Bombardeios no Iraque matam milicianos da PMF
Na última segunda-feira, ataques aéreos dos EUA e da Arábia Saudita atingiram posições das Forças de Mobilização Popular (PMF), uma rede de milícias xiitas fortemente aliadas ao Irã, no oeste do Iraque. Imagens mostravam uma multidão carregando caixões dos combatentes mortos, enquanto autoridades locais confirmavam ao menos 15 vítimas fatais. Os bombardeios foram uma resposta a ataques anteriores contra bases norte-americanas na região, segundo fontes militares dos EUA.
Mísseis e drones intensificam a tensão
Desde fevereiro, o uso de mísseis balísticos e drones explosivos tornou-se uma constante. O Irã, por meio de seus representantes no Iraque, Síria e Líbano, tem testado os limites da paciência de Washington. Em contrapartida, os EUA reforçaram sua presença militar no Golfo Pérsico e intensificaram os bombardeios contra alvos iranianos na região. O risco de um erro de cálculo, alertam analistas, pode precipitar um confronto direto entre as duas nações.

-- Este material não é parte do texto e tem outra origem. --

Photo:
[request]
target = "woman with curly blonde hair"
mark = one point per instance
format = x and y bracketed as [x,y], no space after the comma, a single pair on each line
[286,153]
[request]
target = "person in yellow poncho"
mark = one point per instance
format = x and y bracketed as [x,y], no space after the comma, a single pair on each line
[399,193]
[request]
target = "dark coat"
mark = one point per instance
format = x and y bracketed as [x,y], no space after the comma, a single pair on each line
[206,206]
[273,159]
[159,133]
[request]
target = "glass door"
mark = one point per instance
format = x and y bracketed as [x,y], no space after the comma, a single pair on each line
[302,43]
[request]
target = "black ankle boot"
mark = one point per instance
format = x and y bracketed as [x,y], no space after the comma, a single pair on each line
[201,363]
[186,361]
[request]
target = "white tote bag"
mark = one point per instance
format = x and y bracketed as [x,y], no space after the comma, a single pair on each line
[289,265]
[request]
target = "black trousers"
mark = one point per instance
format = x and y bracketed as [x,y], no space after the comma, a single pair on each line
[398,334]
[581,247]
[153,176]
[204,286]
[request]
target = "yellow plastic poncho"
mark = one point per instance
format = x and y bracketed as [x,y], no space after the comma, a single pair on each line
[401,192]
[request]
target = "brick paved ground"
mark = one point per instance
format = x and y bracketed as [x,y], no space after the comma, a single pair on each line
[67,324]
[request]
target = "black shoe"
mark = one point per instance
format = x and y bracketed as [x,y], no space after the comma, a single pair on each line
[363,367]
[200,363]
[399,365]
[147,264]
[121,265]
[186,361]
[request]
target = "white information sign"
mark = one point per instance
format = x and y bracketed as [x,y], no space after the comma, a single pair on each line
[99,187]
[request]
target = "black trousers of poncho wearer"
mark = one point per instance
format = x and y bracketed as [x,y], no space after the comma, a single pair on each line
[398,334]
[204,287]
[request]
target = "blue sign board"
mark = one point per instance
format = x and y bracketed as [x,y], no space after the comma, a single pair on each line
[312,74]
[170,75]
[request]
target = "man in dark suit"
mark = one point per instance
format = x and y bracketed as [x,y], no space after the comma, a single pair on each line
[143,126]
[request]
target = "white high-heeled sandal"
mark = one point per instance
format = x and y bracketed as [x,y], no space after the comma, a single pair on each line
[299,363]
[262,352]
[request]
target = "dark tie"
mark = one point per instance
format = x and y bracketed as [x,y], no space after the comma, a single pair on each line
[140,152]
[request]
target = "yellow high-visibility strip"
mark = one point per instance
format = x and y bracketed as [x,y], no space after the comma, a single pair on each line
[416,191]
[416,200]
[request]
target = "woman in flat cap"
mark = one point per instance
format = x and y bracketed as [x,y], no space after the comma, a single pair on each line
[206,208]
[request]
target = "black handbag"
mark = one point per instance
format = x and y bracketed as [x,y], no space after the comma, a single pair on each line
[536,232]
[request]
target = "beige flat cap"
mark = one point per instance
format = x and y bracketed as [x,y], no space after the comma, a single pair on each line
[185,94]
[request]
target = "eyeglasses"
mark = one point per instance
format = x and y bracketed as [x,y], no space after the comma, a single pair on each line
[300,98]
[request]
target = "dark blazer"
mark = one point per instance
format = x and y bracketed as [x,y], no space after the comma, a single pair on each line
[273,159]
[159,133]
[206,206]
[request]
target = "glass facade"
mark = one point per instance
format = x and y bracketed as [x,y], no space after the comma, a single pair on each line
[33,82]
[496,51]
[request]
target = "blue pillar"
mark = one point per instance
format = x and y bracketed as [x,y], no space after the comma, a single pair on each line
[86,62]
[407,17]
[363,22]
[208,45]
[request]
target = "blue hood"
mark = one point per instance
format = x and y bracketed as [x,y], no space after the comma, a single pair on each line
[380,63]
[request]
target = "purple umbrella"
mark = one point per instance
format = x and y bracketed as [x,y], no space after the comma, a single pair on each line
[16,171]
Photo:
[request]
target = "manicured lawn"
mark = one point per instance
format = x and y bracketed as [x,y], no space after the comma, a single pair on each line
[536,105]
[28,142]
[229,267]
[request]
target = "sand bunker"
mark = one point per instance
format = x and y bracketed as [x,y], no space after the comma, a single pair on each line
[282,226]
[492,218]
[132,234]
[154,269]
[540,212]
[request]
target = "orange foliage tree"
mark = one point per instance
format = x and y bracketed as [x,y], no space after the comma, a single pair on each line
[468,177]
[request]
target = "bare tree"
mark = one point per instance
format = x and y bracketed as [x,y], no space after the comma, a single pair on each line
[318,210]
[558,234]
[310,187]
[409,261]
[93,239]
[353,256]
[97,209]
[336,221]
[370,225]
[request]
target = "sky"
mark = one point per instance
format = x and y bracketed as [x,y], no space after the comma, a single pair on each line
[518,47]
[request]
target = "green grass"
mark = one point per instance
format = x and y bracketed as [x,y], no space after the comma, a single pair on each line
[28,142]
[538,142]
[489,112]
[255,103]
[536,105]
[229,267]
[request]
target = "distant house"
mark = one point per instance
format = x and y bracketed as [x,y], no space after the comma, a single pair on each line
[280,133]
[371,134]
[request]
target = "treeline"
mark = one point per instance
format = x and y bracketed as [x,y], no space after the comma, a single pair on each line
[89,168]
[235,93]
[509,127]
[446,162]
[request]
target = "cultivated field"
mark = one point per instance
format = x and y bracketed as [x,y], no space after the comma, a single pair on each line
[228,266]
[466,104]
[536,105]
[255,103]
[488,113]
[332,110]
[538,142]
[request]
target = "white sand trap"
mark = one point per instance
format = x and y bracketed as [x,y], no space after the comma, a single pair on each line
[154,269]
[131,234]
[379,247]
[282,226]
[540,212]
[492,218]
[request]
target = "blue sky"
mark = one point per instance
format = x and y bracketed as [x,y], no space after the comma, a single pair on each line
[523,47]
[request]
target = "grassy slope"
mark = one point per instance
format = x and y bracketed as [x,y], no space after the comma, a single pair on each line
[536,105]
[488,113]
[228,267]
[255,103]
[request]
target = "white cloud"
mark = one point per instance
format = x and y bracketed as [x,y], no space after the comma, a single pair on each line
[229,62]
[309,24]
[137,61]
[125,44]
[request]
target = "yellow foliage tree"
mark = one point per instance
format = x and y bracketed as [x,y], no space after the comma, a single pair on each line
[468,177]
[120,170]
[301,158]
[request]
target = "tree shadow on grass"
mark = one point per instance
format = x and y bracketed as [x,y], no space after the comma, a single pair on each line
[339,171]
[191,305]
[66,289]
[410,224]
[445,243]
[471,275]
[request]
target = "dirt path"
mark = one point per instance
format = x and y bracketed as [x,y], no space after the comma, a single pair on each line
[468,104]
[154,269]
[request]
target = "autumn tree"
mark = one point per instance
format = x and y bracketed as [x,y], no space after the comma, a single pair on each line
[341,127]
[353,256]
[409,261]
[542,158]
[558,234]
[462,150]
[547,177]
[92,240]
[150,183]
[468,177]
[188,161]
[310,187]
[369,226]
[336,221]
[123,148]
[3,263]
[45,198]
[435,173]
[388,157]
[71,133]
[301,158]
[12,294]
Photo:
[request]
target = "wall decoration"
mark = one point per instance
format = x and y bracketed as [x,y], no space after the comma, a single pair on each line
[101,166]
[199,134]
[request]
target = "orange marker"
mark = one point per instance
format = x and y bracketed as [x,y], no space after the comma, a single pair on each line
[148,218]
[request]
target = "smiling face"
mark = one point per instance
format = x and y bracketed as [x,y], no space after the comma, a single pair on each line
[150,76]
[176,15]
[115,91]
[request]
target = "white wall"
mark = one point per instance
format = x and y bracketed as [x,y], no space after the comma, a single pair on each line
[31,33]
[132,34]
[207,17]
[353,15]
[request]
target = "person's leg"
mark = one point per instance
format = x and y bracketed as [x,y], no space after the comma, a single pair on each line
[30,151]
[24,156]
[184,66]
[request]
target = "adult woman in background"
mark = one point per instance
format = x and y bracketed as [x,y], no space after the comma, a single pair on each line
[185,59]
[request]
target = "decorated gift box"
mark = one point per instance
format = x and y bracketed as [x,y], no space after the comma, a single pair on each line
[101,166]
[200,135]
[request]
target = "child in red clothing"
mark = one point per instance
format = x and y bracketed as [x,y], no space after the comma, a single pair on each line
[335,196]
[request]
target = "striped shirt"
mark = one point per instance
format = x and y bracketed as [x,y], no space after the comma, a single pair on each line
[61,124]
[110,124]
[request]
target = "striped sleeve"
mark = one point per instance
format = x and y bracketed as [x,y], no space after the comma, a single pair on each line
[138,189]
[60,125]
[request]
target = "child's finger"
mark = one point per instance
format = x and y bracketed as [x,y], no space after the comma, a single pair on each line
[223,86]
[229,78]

Novos atores podem ser arrastados para o conflito
A Casa Branca afirmou que os ataques foram “cirúrgicos e proporcionais”, mas líderes no Oriente Médio temem que a situação saia do controle. O governo iraquiano, dividido entre a aliança com os EUA e a influência iraniana, condenou os bombardeios como “uma violação de sua soberania”. Enquanto isso, a Arábia Saudita, que há anos apoia ações contra o Irã, surge como um novo protagonista nos confrontos diretos.
A escalada aumenta a pressão sobre países como Qatar e Omã, que tentam mediar uma trégua. “Ninguém quer uma guerra aberta, mas as engrenagens estão girando”, disse um diplomata ocidental sob condição de anonimato.
Pouco apoio entre lideranças regionais
Apesar das tensões, poucos líderes do Oriente Médio apoiam abertamente uma guerra ampliada. “Os conflitos por procuração já drenam recursos e vidas. Um confronto direto seria desastroso para todos”, declarou um analista político baseado em Beirute. A população civil, mais uma vez, paga o preço mais alto: deslocamentos forçados, mortes e um futuro incerto se acumulam nas fronteiras do conflito.